For any number of reasons, it can be hard to recreate an issue experienced by someone else. If nothing else, the process can sometimes be time consuming. Using regression tests can ease this problem, since they can illustrate the problem.

How To

First, create an issue explaining the problem. Take note of the issue number. Next, fork the repository and prepare to modify the regression tests. Our regression tests exist in regression.js, where you can see some examples of existing tests.

The idea is fairly simple: create a test that should pass, but actually fails. It is then up to us to make the test pass (i.e. fix the issue).

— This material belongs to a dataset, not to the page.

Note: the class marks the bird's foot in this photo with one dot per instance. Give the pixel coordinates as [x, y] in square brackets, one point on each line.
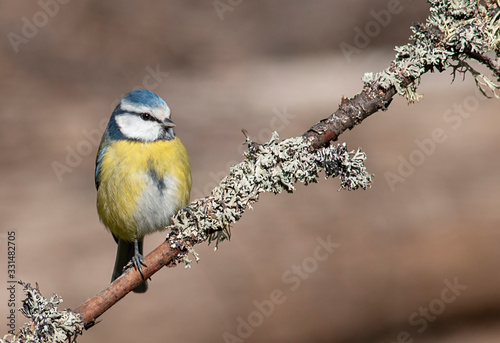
[138, 260]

For example, let's say we have the following erroneous source code:

window.add = function (a, b) {
  return a + b + 1
}

You would expect add(1, 1) to return 2, but it actually returns 3. This is obviously a problem. The regression test (in regression.js) might look like:

test('Regression', function (t) {
  /**
    * @issue 123
    * Incorrect addition.
    */
  t.ok(add(1, 1) === 2, 'Adding two numbers generates a proper sum.')
  t.end()
})

The test above basically says adding 1+1 should equal 2. That's what the code should do, but currently doesn't. When we run this test (or when it runs on Travis CI), it will not pass. When you submit this as a PR, this will get our attention. To distinguish between a normal PR and a regression PR, please leave a comment on your PR (remember it will fail to pass CI tests, which is OK). It gives us an example of what the expectation is, where to look in the code, etc. We would then fix the offending code, i.e.

window.add = function (a, b) {
  return a + b // Removed + 1
}

Once the test passes, we'll push an update.

NOTICE: The regression test should contain a reference to the issue in the comments right above the actual test. Our documentation parsers look for @issue, effectively allowing us to keep an audit log of changes. We can automatically update the documentation this way.